The utility of voting

Paul Campos asks if there is any utilitarian case for voting. The context is a discussion in blog-land about whether single-issue voters (or ‘pox on both house’ voters) are being irresponsible for refusing engage in cost-benefit analysis about which candidate is better overall.

So: I think the easiest answer to Campos’ question is simply to deny that you NEED a utiliarian basis for voting. Casting a ballot, I think, is a matter of civic responsibility. Your goal shouldn’t simply be personal interest-maximization. However, I don’t expect the whole world to join me in that judgment, so here’s two quick reasons why utilitarianism shouldn’t lead you to consider voting completely meaningless.

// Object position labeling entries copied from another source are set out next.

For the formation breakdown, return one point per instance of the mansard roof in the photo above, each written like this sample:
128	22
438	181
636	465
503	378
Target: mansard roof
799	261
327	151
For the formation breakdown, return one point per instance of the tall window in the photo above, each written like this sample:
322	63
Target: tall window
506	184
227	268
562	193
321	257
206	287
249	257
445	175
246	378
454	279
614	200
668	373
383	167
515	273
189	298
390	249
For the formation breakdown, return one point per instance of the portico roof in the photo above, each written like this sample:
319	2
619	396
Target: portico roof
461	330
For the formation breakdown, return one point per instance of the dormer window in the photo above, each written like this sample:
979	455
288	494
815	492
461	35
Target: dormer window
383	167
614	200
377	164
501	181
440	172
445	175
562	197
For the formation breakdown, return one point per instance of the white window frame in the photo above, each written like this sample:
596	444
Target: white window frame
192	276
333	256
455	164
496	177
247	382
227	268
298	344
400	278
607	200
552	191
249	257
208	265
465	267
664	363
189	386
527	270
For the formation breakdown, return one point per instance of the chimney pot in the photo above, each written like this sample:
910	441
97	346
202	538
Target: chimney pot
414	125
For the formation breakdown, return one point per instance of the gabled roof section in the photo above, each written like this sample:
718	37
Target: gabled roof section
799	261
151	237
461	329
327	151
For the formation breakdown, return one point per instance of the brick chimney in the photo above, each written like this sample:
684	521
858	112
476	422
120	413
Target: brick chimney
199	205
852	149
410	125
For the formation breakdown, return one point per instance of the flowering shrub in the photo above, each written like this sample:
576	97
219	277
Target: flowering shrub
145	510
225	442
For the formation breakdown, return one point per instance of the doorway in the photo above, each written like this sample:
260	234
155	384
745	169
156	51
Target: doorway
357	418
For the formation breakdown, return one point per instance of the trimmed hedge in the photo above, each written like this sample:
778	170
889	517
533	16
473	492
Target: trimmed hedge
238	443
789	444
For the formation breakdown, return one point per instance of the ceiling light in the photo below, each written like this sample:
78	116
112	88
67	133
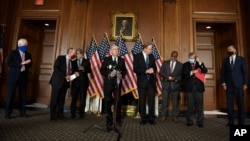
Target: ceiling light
208	27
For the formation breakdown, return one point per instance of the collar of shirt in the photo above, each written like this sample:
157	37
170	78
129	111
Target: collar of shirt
145	55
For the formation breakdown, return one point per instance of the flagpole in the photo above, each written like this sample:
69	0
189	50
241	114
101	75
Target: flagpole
3	26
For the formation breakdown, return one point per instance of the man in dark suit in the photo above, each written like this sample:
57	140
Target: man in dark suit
19	61
80	84
145	68
60	82
170	72
113	69
194	88
234	81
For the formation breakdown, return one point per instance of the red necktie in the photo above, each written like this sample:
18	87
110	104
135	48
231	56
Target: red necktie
69	67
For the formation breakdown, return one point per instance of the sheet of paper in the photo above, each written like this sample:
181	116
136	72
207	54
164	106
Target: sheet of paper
72	77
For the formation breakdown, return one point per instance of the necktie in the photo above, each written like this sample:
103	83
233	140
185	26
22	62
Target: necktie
147	62
79	62
68	71
23	59
231	62
172	66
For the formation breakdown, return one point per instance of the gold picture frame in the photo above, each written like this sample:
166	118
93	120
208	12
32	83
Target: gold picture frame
39	2
125	24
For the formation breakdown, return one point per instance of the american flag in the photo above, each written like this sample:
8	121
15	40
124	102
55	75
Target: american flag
104	47
96	82
158	62
135	50
129	81
1	51
138	46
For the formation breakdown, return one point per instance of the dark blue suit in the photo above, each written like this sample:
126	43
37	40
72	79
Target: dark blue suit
145	85
234	78
59	86
111	86
15	79
80	86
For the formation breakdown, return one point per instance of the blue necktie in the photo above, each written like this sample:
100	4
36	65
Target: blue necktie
147	62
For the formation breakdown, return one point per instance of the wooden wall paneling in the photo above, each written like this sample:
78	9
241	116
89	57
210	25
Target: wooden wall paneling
171	29
48	5
46	67
215	6
185	29
77	21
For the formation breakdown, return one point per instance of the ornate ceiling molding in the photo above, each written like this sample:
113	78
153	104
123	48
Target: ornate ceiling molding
169	1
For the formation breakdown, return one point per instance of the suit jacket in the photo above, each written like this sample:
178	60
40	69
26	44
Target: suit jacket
237	74
191	80
105	70
14	62
60	70
82	80
165	72
140	68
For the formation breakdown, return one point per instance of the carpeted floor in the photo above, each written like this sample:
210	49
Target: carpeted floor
38	127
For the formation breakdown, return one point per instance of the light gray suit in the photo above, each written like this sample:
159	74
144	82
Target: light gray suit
172	87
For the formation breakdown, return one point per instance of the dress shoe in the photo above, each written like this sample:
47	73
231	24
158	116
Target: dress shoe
201	125
23	115
7	117
81	116
176	120
73	116
109	127
162	119
152	122
229	124
143	122
189	124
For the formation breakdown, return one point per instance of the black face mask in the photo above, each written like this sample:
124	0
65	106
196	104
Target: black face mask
230	53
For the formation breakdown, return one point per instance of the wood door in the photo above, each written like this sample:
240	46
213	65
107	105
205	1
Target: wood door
33	34
205	50
224	35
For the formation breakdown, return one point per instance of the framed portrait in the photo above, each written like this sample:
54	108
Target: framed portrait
39	2
125	24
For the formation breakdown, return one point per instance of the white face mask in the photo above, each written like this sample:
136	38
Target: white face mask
79	57
191	60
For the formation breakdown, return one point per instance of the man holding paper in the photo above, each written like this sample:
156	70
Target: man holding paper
80	85
60	82
194	88
19	61
113	69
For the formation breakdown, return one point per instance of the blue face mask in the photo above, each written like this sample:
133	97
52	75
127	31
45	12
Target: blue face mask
23	48
191	61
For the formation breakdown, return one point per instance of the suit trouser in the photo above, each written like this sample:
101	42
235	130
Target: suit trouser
143	92
57	101
165	99
21	83
195	106
76	90
239	95
111	87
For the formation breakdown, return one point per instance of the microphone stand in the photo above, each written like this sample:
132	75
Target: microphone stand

First, the consequences are large enough that even a miniscule risk of tipping an election is probably still worth the very minimal effort it takes to vote. This is particularly true for people voting in elections expected to be somewhat close. My vote for Obama in November has (for all reasonable purposes) a 0% chance of making a difference. So it’s hard to make it count by this standard. But anyone living in Ohio, Florida, North Carolina, Wisconsin, etc. has a non-zero chance of actually mattering. And if you think the difference in value provided by one presidential candidate over the other is even a modest gain, then spread that value out over hundreds of millions (even billions since we’re the global hegemon) of people. It adds up quickly. Let’s say you have a one in a million chance of tipping an election. Well, if your preferred candidate will provide one additional dollar of utility per citizen, then the payoff for your tipping-vote is 300 million bucks. Sounds like a good investment to me.

Of course, there are two problems with that argument. One I already mentioned: it only applies to those people who realistically can cast a vote with even a one-in-a-billion chance of making a difference. Which is a surprisingly small number of people. And second, it assumes that you want to measure utility at the social level. But if you’re purely self-interested, you might ignore those benefits. So the math gets a lot tougher.

So my second utilitarian argument for voting focuses on rule-utilitarianism. Basically: the rule of voting produces significant good compared to the rule of ‘some people vote and others free-ride.’ Even if this isn’t formalized with an actual law, the normative principle works, that one should vote because it conforms to the rule that best maximizes social utility.